Seit dem Besuch des Grünen-Abgeordneten Hans-Christian Ströbele bei Edward Snowden in Moskau wird wieder vermehrt gefordert, den früheren amerikanischen Geheimdienstmitarbeiter nach Deutschland zu holen. Dabei stellen sich Fragen nach der Rechtsgrundlage einer möglichen Einreise und nach einem Schutz Snowdens vor einer Auslieferung an die Vereinigten Staaten, die ihn wegen Weitergabe vertraulicher Informationen vor Gericht stellen wollen. Klar ist in jedem Fall: Letztlich würde eine – wie auch immer gestaltete – Aufnahme Snowdens in Deutschland bedeuten, die Qualität der deutsch-amerikanischen Beziehungen für weniger bedeutend zu erachten als die Aufklärung der Spähaffäre. Dass es dazu kommt, ist eher unwahrscheinlich, so dass der Informant weiter fleißig Russisch lernen sollte.

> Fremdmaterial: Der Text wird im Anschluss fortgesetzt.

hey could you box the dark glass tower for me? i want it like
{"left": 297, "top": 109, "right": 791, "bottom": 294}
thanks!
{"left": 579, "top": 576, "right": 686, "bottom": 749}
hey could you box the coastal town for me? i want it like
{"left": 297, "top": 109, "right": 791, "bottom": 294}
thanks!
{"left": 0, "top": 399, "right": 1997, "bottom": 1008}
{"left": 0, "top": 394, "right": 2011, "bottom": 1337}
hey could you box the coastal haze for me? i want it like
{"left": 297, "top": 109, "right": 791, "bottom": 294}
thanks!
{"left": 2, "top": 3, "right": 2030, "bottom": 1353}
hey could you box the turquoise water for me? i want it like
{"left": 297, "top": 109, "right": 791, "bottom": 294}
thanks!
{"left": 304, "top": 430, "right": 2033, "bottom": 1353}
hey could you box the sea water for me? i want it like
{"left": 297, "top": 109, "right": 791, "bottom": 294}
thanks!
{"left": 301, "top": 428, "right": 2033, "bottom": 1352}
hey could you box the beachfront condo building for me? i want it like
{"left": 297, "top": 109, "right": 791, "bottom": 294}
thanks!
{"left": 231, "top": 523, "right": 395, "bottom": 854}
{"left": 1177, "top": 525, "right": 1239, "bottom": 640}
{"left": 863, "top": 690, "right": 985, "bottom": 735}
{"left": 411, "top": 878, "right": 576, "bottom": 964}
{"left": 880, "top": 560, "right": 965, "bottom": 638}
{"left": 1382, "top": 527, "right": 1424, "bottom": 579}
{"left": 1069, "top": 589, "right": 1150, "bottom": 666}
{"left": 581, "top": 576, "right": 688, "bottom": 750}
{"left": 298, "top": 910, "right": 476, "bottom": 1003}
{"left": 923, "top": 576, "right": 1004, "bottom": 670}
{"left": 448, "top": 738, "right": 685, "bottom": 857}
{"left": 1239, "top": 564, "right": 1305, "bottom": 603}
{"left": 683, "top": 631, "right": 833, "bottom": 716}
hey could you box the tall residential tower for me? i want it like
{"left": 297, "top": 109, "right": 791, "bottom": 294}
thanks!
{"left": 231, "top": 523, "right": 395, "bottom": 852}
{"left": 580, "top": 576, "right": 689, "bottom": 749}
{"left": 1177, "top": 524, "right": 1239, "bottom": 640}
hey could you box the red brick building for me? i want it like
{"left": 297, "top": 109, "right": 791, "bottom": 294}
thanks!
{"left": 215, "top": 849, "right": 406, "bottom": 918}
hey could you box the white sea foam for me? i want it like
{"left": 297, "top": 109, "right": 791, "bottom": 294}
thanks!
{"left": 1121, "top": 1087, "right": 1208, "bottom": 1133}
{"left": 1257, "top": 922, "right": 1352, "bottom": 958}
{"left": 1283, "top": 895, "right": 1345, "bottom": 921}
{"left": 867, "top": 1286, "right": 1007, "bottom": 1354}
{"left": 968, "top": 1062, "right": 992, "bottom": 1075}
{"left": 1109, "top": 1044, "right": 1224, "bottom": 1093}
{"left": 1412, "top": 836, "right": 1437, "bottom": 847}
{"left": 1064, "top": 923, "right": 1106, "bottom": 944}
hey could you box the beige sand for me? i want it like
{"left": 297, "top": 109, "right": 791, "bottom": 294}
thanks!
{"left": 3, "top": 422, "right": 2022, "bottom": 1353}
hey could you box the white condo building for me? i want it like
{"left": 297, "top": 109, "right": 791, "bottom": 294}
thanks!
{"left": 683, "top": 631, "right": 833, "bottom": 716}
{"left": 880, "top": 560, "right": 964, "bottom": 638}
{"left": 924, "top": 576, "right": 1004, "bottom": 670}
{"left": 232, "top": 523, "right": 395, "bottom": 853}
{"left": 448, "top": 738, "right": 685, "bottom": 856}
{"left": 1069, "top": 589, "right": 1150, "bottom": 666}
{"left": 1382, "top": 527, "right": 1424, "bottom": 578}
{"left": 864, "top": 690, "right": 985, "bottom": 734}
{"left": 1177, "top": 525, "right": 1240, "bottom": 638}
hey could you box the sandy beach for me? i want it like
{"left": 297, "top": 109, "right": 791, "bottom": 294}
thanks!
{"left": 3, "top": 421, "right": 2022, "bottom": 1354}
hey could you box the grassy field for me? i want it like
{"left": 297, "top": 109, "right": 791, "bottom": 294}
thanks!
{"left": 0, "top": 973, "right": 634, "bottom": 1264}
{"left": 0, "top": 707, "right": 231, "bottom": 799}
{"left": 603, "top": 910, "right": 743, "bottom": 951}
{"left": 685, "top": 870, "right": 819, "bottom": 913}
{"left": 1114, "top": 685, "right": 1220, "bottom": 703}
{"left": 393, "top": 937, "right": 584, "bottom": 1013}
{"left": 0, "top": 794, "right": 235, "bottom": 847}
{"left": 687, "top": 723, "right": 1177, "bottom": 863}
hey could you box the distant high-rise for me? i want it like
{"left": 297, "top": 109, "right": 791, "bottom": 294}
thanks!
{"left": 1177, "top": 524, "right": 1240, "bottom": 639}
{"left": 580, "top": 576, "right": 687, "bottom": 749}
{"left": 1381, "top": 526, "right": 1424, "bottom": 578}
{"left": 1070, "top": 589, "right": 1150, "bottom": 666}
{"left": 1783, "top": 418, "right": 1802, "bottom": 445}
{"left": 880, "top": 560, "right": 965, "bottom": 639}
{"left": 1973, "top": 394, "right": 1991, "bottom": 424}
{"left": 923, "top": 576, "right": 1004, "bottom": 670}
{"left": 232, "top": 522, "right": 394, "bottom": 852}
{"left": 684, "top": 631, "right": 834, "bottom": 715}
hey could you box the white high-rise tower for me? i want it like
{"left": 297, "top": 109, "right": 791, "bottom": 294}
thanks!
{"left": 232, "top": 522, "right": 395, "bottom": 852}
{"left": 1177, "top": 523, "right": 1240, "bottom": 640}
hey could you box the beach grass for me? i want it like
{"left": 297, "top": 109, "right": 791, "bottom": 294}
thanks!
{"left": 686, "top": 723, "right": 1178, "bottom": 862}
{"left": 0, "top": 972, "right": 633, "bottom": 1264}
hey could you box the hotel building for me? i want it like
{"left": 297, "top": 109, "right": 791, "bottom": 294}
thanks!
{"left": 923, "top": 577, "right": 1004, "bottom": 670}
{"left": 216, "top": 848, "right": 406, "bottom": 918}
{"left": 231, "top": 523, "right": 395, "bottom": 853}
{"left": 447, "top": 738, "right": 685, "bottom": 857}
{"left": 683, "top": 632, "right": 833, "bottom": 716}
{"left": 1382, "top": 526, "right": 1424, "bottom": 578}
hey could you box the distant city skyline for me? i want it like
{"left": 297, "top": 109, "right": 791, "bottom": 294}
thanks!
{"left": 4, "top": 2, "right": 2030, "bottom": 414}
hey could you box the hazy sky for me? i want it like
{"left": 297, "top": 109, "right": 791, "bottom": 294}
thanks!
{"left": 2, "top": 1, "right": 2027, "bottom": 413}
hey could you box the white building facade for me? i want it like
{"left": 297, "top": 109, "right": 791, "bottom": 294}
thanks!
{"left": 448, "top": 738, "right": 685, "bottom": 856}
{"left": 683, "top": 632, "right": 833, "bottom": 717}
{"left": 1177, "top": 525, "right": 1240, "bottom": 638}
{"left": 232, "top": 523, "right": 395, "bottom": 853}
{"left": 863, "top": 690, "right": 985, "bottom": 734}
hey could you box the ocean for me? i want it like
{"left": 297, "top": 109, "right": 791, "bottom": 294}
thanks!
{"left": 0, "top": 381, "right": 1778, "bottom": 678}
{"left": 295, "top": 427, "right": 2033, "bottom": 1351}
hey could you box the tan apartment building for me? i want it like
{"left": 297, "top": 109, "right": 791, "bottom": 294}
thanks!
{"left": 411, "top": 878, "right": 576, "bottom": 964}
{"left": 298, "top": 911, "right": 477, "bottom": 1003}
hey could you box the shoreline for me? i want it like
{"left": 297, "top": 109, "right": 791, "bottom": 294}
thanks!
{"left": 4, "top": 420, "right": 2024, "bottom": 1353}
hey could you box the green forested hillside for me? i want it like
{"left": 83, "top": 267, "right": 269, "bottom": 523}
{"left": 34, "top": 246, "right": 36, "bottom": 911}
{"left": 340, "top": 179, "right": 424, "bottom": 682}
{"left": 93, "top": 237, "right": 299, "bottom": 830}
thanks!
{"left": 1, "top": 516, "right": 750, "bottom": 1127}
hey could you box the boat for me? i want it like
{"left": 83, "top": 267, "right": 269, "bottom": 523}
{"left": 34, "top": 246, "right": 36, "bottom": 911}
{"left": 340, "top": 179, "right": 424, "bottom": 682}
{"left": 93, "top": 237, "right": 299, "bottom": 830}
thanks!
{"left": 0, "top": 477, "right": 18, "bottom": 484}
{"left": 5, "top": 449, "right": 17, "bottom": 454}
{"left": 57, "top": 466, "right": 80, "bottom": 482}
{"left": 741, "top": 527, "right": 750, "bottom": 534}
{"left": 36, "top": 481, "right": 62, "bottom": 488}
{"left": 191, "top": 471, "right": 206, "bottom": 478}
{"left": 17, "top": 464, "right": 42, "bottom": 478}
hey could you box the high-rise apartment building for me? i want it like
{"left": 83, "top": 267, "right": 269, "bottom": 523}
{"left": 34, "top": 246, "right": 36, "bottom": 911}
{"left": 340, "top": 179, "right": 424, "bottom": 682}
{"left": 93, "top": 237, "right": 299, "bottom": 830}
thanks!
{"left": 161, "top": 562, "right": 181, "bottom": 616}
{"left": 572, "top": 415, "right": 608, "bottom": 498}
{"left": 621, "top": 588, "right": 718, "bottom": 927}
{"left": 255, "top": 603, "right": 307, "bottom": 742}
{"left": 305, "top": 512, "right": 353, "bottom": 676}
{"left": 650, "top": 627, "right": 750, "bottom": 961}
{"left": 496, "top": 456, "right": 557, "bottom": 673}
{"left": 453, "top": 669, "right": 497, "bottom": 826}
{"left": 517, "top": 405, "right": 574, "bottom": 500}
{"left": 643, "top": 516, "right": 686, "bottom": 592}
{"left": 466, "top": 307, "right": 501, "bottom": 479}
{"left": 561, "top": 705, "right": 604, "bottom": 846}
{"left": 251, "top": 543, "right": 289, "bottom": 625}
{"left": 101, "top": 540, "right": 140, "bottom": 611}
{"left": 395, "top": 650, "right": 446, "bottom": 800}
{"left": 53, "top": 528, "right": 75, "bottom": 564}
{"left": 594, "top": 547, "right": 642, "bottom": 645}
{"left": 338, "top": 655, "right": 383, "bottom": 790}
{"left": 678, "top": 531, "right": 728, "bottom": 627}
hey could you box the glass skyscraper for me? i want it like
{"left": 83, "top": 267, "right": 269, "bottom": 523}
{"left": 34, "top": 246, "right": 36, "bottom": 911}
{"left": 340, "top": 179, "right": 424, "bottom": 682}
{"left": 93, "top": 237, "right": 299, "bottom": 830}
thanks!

Wie würde Snowden nach Deutschland kommen? Als Amerikaner könnte er visumfrei ins Land einreisen, doch haben die Behörden seines Heimatlandes seinen Pass für ungültig erklärt. Snowden müsste wohl gemäß Paragraph 3 des Aufenthaltsgesetzes von der Passpflicht befreit werden. Dann benötigte er einen Aufenthaltstitel. Ein kürzlich erstelltes Gutachten des Wissenschaftlichen Dienstes des Bundestags befasst sich mit der Option, dass ein möglicher parlamentarischer Untersuchungsausschuss zur NSA-Affäre Snowden als Zeugen laden könnte. Laut Paragraph 22 des Aufenthaltsgesetzes „kann“ einem Ausländer für die Aufnahme aus dem Ausland „aus völkerrechtlichen oder dringenden humanitären Gründen eine Aufenthaltserlaubnis erteilt werden“; eine solche „ist zu erteilen, wenn das Bundesministerium des Innern oder die von ihm bestimmte Stelle zur Wahrung politischer Interessen der Bundesrepublik Deutschland die Aufnahme erklärt hat“.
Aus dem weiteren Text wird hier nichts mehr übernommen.